In all 50 states, the public service commission is a multi-member board responsible for regulating utilities. Louisiana is one of 10 states where commissioners are elected rather than appointed.
Republicans have a 3-2 majority on the Louisiana Public Service Commission. The Louisiana Illuminator’s Wesley Muller described Greene as “a moderate Republican [who] holds enormous power as the lone swing vote between two GOP members and two Democrats on the panel.” Muller also wrote that Greene’s successor “gets to decide whether to hold onto that power with a similarly moderate stance or relinquish it and toe the party line.”
According to the Greater Baton Rouge Business Report’s Jeremy Alford and David Jacobs, “PSC District 2 is largely white and Republican.” In the 2020 presidential election Donald Trump (R) won 70% of the vote in the district. Alford and Jacobs also wrote that the “hotly contested race for mayor-president in East Baton Rouge Parish (which features two high-profile Democrats in incumbent Sharon Weston Broome and former Rep. Ted James) and the race in the new majority-Black congressional District 6 (which intersects with PSC District 2) [are] factors that could drive Democratic turnout.”
Laborde owns the consulting firm Laborde Consulting and is the product manager at his family’s company, NOLA Crawfish Bread. He previously worked as a video game developer and a human resources consultant.
Laborde said, “We have the opportunity to bring generational change to the Public Service Commission. And I think there’s an opportunity to change the direction we’re on, make Entergy pay more, invest in our grid, diversify our power generation rigs by investing in more renewables, I think we can make some change that’s why I’m running.”
Coussan is a state senator who has represented the 23rd District since 2024. From 2016 to 2024, he represented the 45th District in the Louisiana House of Representatives. Professionally, Laborde works as an attorney at a real estate law firm and owns a real estate investment company.
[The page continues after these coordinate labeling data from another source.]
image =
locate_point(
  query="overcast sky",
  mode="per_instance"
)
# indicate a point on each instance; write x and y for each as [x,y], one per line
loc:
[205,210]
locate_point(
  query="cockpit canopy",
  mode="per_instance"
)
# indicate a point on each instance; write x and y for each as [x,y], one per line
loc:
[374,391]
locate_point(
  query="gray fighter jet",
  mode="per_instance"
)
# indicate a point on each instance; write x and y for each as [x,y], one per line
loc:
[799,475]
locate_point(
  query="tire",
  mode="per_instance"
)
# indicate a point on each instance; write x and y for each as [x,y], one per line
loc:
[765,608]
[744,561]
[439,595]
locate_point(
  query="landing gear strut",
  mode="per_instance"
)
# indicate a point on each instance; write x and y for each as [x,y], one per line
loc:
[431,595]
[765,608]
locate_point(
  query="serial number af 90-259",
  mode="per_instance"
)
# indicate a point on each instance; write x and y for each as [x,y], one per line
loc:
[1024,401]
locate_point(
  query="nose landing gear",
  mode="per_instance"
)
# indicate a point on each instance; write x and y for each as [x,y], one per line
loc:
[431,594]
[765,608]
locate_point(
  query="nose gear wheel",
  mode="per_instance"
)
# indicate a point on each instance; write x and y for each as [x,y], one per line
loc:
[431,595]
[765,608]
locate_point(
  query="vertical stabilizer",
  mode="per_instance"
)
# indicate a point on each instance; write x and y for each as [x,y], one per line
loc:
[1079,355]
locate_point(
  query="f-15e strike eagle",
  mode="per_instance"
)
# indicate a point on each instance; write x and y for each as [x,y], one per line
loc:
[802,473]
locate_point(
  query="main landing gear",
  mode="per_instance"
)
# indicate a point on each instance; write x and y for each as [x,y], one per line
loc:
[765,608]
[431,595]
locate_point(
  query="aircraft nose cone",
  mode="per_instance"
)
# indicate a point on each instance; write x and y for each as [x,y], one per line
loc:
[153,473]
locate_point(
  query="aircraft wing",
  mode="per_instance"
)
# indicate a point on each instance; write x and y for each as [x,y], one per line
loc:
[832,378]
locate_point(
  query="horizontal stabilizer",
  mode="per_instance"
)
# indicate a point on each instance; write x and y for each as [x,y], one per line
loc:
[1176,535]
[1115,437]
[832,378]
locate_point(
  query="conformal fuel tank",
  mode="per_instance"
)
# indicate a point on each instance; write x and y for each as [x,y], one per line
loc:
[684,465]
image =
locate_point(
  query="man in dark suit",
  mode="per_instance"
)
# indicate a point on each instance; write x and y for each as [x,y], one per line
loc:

Coussan said he will be “a true conservative watch dog, and someone who understands the importance of the role that affordable and reliable energy plays in bringing jobs to our state.”
Quinn is the managing partner at the law firm Quinn Law, APLC. She previously worked as an adjunct professor at Loyola University and an attorney at McGlinchey Stafford. From 2005 to 2012, Quinn represented the 6th District in the state Senate. She previously represented the 6th District on the Jefferson Parish School Board from 2001 to 2005.
Quinn said she is “a fiscal conservative who believes the federal government under Joe Biden has overreached and is causing corporations, especially utility companies, to make unnecessary infrastructure modifications that are being passed on to consumers.”
Louisiana elections use the majority-vote system. All candidates compete in the same primary, and the candidate who gets more than 50% of the vote wins the election outright. If no candidate receives more than 50% of the vote, the top two vote-getters advance to the general election, regardless of their partisan affiliation.